Pfizer’s analysis partnership with Sangamo Therapeutics produced a hemophilia A gene remedy that reached FDA discussions a few regulatory submission. That’s so far as the alliance will go. Pfizer is terminating the seven-year-old pact, a transfer that comes earlier than the pharmaceutical large should pay pricey milestone funds for a product with unsure business prospects.
In response to Sangamo, Pfizer mentioned the termination displays its resolution to not go ahead with regulatory submissions for the hemophilia A gene remedy, giroctocogene fitelparvovec. The termination was introduced after Monday’s market shut. When the termination takes impact in April, Sangamo will regain all rights to the gene remedy. The Richmond, California-based biotech mentioned it nonetheless goals to advance this system and can discover all choices, together with searching for a brand new collaboration companion to take the remedy by way of regulatory assessment and commercialization.
Giroctocogene fitelparvovec is a functioning model of the gene that codes for issue VIII, the clotting protein that’s poor in hemophilia A sufferers. The one-time remedy is meant to allow sufferers to supply issue VIII, bringing that protein nearer to regular ranges. Beneath the collaboration settlement signed in 2017, Sangamo was answerable for Part 1/2 growth of the gene remedy. Pfizer’s accountability spanned late-stage growth, regulatory submissions, and commercialization.
This previous summer season, Pfizer reported preliminary Part 3 outcomes exhibiting the gene remedy led to statistically vital reductions in annualized bleeding charges by way of 15 months. The pharma large mentioned it deliberate to fulfill with regulators. In response to Sangamo, Pfizer had mentioned it anticipated U.S. and European regulatory submissions would occur in early 2025. As just lately as final month, Pfizer indicated it was discussing the information with regulators.
Hemophilia gene therapies have made it by way of regulatory assessment. Pfizer did it earlier this 12 months, profitable FDA approval for Beqvez, a hemophilia B gene remedy that was licensed from Spark Therapeutics. However commercializing dear hemophilia gene therapies has confirmed to be troublesome. For sufferers who can handle hemophilia with infusions of clotting proteins or power dosing of sure medication, one-time remedy from gene remedy has been a troublesome promote. Newer hemophilia medication are getting into the market, giving sufferers much more decisions. Pfizer has certainly one of them with Hympavzi, a once-weekly injectable drug accepted by the FDA in October for each hemophilia A and B.

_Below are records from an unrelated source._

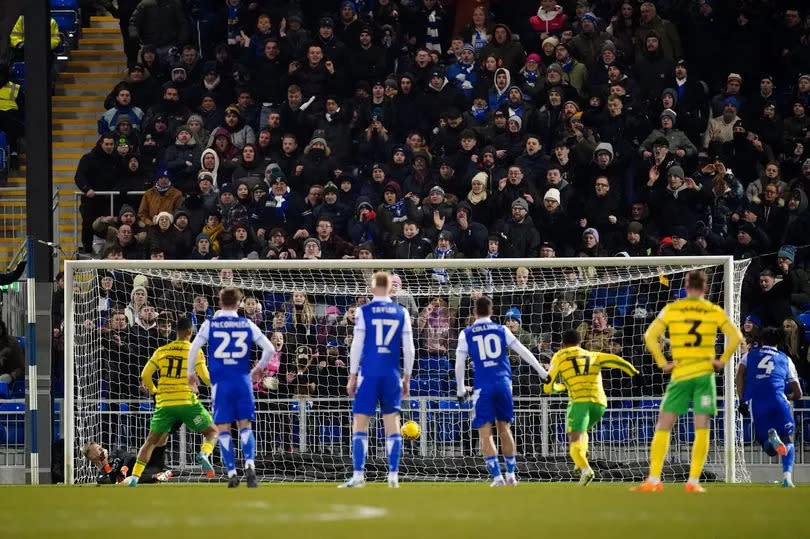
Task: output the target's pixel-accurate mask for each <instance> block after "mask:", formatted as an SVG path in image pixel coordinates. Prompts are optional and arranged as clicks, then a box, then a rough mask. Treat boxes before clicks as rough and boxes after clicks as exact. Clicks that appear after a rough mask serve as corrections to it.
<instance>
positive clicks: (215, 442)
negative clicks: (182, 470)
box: [200, 438, 217, 457]
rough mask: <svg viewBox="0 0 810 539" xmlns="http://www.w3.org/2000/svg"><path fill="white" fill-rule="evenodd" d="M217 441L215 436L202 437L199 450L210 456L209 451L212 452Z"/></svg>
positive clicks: (209, 453) (208, 456)
mask: <svg viewBox="0 0 810 539" xmlns="http://www.w3.org/2000/svg"><path fill="white" fill-rule="evenodd" d="M216 443H217V441H216V438H214V439H213V440H209V439H208V438H205V439H203V443H202V445H201V446H200V451H202V452H203V453H205V456H206V457H210V456H211V453H213V452H214V445H215V444H216Z"/></svg>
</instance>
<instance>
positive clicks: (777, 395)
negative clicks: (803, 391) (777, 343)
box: [741, 346, 798, 401]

The commercialization challenges going through hemophilia gene therapies are forcing corporations to make onerous decisions. Lackluster gross sales of Roctavian, a BioMarin Pharmaceutical gene remedy for hemophilia A accepted final 12 months, have led that firm to discover choices together with divestiture of the product. Now Pfizer has determined to not proceed with Sangamo’s hemophilia A gene remedy.
Beneath the gene remedy alliance, Sangamo acquired $70 million up entrance. In response to the biotech’s monetary studies, it had acquired $55 million in milestone funds to this point. As much as $220 million in extra milestone funds remained excellent. Sangamo was relying on the Pfizer funds for its survival.
Collaborations with Novartis and Biogen ended final 12 months, main Sangamo to implement a company restructuring and layoffs. Sangamo has since inked offers with Genentech and Astellas Pharma, however these agreements include small upfront funds and milestones that could be years away. In its monetary studies, Sangamo mentioned it has explored the potential of submitting for chapter safety. The corporate’s money place as of Sept. 30 was $39.2 million, based on its report for the third quarter of 2024. Sangamo mentioned it anticipated to have sufficient money to final solely into the primary quarter of 2025.
Sangamo wants money to help its pipeline of neurology genomic medicines, together with a gene remedy for Fabry illness. In October, the FDA confirmed to the corporate that Part 1/2 knowledge can be enough to help a regulatory submission beneath the accelerated approval pathway. The corporate deliberate a submission for the second half of 2025.
Within the announcement of the Pfizer termination, Sangamo mentioned it believes it may chart a path ahead for its packages, however the firm acknowledged that extra funding is important for advancing every of them, together with the hemophilia A gene remedy. In a ready assertion, Sangamo CEO Sandy Macrae mentioned the corporate was shocked and disillusioned by Pfizer’s resolution to finish the collaboration so near the anticipated regulatory submissions.
“We’re dedicated to exploring the optimum path ahead for this essential remedy, together with searching for the correct companion with the main target and understanding of the genomic medication business surroundings to deliver this medication to sufferers,” he mentioned.